La sangha (la communauté monastique) a été laminée par la répression. Des centaines de bonzes ont été arrêtés, forcés à quitter le froc, interrogés et humiliés par leurs geôliers. «Nous suspectons un usage fréquent de la torture. Les conditions sanitaires dans les centres de détention sont épouvantables. Il y a un manque de soins et de médicaments», indique un enquêteur d’Amnesty international après une mission de deux semaines. Win Shwe, un militant de la Ligue nationale pour la démocratie, le principal parti d’opposition, est mort pendant un interrogatoire le 27 septembre. L’ambassade britannique à Rangoun estime qu’entre 2 000 et 2 500 personnes étaient encore détenues à la fin octobre, parmi lesquelles de nombreux moines.
Prises d’otages. Ces dernières semaines, beaucoup de familles ont retiré leurs enfants qui étudiaient dans des monastères de peur qu’ils soient inquiétés par les autorités birmanes ou impliqués dans une nouvelle vague de révolte. Seules quelques centaines de bonzes résident encore dans le monastère Mahagandhayon, à Mandalay, le plus grand du pays ; il comprend habituellement 1 400 étudiants en religion. Les leaders des manifestations de septembre sont en prison ou sont passés dans la clandestinité. Pour faire pression sur ces fugitifs, la police pratique des prises d’otages : le père d’U Gambira, un des dirigeants de l’Alliance des bonzes de Birmanie, la principale organisation derrière le mouvement de protestation, a été emprisonné ainsi que la mère adoptive de Ashin Kovida, l’initiateur des premières manifestations cet été.
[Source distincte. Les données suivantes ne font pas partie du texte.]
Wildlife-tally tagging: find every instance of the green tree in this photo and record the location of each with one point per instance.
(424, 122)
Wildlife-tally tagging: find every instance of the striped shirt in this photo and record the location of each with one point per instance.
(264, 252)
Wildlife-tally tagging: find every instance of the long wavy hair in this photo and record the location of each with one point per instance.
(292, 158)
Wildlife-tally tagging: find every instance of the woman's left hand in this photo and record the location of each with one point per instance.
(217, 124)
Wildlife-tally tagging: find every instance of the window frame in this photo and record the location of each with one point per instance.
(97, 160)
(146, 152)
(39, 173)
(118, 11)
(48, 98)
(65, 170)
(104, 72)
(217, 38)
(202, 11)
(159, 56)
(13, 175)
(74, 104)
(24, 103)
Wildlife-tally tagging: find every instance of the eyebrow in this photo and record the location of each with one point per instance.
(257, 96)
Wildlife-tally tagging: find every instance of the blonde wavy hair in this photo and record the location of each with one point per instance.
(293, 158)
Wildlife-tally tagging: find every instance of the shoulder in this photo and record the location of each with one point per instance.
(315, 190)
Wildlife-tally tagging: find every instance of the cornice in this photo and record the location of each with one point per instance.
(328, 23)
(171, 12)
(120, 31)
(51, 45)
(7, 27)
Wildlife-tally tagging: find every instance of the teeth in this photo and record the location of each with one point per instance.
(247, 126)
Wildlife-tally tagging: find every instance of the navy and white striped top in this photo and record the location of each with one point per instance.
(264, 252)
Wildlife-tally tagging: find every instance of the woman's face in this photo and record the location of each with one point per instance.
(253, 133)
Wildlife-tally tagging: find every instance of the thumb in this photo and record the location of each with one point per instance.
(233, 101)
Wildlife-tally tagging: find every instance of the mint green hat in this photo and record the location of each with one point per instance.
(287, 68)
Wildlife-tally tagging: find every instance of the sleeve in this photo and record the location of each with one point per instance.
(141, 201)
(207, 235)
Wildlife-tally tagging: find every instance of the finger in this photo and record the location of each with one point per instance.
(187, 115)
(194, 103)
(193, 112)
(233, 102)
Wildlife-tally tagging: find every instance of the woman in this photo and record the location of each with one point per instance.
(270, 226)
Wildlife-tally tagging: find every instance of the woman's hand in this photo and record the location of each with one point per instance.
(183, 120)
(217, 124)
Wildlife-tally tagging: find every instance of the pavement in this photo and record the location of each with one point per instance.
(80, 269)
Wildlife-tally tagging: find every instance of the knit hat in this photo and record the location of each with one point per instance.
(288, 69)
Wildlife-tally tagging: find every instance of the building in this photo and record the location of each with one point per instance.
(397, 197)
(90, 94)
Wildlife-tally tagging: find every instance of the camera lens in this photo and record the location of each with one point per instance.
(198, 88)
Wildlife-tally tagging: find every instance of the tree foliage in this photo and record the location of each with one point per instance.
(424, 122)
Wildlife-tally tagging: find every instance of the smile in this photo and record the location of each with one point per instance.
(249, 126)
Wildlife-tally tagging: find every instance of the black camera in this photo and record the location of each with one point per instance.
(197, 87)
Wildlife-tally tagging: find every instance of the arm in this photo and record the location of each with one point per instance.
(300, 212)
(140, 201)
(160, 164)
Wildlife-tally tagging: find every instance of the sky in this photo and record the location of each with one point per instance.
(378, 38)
Impardonnable. Mais si le mouvement des jeunes bonzes est en déroute, le sentiment de colère engendré par les violences commises contre les religieux est plus vif que jamais, tant au sein de la communauté monastique que parmi les laïcs. Pour un bouddhiste, tirer sur un bonze est un acte impardonnable. Une tâche que les généraux au pouvoir ne pourront jamais effacer. Traditionnellement, les leaders du pays, de l’époque des rois jusqu’à la dictature actuelle en passant par les chaotiques années de démocratie entre 1948 et 1962, ont toujours cherché à légitimer leur pouvoir par la religion bouddhique. Les violences de septembre se sont traduites par un processus brutal de délégitimation.
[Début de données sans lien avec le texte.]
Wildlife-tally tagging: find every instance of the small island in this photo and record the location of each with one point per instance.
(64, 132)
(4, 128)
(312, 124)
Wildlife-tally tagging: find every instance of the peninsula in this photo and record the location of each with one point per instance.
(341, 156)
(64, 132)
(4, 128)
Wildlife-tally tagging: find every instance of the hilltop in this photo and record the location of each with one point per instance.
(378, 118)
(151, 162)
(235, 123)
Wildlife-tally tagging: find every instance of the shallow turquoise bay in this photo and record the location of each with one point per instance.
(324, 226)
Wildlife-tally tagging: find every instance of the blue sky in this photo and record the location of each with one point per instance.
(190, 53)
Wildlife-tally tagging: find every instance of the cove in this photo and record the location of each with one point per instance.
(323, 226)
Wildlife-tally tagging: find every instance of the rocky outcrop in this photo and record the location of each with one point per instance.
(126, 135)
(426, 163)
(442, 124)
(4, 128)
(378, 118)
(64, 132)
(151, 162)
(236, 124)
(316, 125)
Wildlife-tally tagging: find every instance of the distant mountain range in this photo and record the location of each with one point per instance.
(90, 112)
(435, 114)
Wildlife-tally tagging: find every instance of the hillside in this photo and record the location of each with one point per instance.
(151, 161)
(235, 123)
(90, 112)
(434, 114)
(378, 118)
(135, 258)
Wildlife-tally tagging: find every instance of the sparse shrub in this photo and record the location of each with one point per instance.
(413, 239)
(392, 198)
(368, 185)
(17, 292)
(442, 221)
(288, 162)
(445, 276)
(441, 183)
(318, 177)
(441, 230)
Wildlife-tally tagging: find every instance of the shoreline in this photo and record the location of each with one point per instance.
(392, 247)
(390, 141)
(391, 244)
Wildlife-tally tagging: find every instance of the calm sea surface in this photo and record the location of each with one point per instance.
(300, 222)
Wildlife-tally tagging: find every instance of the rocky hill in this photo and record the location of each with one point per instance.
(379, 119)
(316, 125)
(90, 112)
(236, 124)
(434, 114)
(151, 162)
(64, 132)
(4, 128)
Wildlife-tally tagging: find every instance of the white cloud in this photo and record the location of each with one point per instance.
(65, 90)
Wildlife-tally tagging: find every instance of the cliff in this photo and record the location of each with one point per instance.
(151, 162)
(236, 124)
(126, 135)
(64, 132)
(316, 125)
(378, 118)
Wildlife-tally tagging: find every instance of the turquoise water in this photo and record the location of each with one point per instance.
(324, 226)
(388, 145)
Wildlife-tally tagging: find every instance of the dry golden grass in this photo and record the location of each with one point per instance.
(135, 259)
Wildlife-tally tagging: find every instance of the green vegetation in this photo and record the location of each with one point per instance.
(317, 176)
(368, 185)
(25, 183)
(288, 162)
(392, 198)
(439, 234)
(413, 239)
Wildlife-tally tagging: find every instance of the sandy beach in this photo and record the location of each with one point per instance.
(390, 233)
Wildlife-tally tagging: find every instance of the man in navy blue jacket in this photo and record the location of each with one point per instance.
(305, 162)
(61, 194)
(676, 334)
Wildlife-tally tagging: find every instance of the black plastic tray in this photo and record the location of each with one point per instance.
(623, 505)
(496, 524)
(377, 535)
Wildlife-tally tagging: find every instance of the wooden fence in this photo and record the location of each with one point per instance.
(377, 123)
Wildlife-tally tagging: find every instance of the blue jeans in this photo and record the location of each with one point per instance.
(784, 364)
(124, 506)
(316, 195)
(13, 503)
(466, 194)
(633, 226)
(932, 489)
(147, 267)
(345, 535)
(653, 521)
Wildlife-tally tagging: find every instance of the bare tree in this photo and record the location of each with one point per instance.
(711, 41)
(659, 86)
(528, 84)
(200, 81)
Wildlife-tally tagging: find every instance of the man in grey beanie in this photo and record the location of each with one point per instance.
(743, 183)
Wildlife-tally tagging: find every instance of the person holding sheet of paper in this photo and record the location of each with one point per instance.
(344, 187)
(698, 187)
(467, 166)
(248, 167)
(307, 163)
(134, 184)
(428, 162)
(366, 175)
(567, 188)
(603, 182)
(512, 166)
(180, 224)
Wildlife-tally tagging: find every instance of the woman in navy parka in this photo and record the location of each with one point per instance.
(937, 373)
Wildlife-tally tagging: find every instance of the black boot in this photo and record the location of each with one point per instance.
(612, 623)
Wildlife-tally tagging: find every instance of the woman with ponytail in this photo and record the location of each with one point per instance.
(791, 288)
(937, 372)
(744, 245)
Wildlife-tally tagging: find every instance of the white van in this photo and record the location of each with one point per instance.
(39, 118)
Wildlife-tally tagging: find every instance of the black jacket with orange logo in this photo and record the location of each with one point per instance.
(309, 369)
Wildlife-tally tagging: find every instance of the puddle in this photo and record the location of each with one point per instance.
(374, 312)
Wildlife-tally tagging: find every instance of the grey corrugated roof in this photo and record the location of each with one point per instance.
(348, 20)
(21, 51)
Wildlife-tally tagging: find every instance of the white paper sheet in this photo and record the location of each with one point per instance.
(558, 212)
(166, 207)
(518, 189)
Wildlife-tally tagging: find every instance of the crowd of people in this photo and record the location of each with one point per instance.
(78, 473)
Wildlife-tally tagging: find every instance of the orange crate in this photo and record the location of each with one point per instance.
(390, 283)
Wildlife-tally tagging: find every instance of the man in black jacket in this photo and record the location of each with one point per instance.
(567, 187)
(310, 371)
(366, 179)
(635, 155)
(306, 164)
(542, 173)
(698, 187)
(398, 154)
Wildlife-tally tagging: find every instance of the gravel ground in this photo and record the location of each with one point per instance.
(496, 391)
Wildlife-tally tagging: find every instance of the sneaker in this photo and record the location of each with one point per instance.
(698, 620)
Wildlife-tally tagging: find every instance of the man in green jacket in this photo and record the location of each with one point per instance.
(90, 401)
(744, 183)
Après un séjour en Birmanie fin octobre, l’universitaire américain David Steinberg, un expert du pays, estimait que «le sentiment de haine envers le régime est devenu si profond qu’il pourrait annoncer de nouveaux mouvements de manifestations». Depuis septembre, la junte a toutefois essayé de regagner les faveurs de la sangha en multipliant les donations d’argent, de nourriture et autres cadeaux à des bonzes importants. Mais, selon des témoins, des sacs de riz restent empilés aux portes de certaines pagodes – un signe de défiance des moines qui refusent de se laisser acheter.
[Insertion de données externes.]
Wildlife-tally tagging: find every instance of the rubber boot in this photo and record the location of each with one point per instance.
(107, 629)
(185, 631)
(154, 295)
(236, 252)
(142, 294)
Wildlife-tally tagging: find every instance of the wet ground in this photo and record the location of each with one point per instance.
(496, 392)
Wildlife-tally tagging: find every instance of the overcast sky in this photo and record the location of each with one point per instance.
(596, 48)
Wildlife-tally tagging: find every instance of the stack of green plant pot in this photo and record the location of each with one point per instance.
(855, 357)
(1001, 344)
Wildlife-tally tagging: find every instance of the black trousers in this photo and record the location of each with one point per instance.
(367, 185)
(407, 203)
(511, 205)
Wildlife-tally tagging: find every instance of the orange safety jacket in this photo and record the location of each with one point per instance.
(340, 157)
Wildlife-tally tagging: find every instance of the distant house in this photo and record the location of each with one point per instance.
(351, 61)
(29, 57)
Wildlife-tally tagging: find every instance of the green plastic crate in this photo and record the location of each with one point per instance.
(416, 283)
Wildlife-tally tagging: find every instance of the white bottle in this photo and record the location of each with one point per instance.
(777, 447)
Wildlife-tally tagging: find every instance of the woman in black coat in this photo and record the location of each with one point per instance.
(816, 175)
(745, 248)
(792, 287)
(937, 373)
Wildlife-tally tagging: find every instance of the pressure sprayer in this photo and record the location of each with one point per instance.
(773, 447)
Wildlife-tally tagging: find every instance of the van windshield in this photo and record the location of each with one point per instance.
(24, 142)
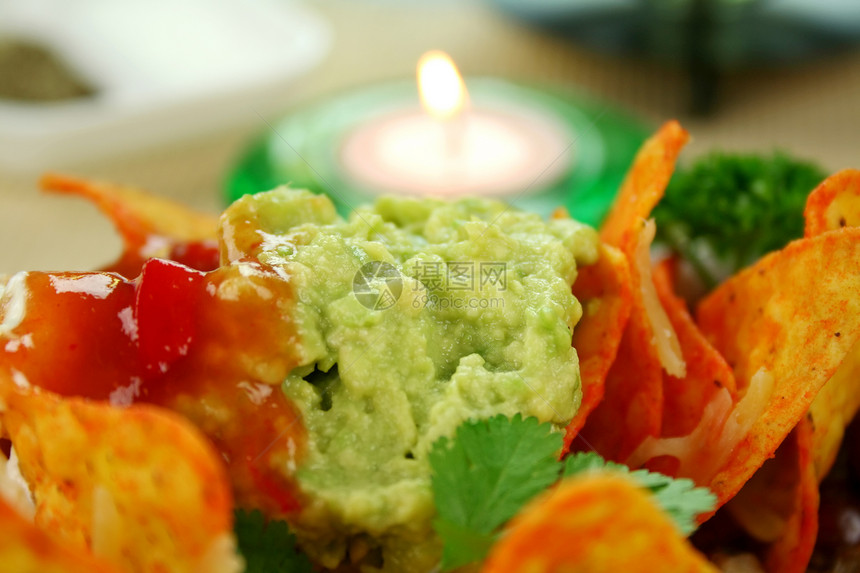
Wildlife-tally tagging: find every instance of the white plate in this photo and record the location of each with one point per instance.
(163, 69)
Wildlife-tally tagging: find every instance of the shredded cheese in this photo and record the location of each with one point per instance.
(665, 338)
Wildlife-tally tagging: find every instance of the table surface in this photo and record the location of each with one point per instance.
(810, 109)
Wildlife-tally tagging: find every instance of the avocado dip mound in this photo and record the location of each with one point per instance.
(413, 316)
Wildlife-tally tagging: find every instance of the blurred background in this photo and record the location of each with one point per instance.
(167, 96)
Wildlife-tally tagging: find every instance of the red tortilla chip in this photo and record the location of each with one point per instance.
(24, 548)
(632, 404)
(594, 523)
(685, 399)
(834, 203)
(792, 551)
(605, 292)
(150, 226)
(785, 325)
(644, 186)
(139, 487)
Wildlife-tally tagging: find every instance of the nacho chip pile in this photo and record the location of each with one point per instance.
(749, 396)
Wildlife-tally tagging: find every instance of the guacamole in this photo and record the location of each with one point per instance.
(413, 316)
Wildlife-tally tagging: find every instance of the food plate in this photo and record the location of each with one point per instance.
(363, 412)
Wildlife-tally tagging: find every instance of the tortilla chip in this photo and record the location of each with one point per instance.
(139, 487)
(836, 404)
(26, 549)
(632, 404)
(792, 551)
(644, 185)
(605, 293)
(150, 226)
(593, 523)
(685, 399)
(784, 325)
(835, 203)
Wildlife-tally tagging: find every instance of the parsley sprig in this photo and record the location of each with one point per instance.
(267, 546)
(727, 210)
(492, 468)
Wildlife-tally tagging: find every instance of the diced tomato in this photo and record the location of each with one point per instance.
(164, 307)
(199, 255)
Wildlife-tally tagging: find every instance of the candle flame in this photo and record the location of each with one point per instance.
(443, 92)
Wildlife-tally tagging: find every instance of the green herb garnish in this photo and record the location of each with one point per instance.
(268, 546)
(679, 497)
(484, 476)
(492, 468)
(727, 210)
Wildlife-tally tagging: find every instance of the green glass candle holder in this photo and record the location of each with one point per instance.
(303, 149)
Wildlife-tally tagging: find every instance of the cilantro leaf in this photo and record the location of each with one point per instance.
(484, 476)
(734, 208)
(679, 498)
(268, 546)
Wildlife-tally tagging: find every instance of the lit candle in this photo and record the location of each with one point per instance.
(454, 149)
(536, 148)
Souffrance. Malgré l’absence de leader et d’organisation véritablement structurée, la flamme de la révolte continue et continuera à brûler au sein de la communauté des moines du pays pour une simple raison : les enseignements même de la religion commandent de s’opposer à ce qui est injuste et à ceux qui provoquent la souffrance d’autrui. «Leur responsabilité est d’aider à amoindrir la souffrance des gens. Pour eux, c’est une obligation religieuse», indique Khin Omar, présidente du Réseau pour la démocratie et le développement, une organisation birmane basée en Thaïlande.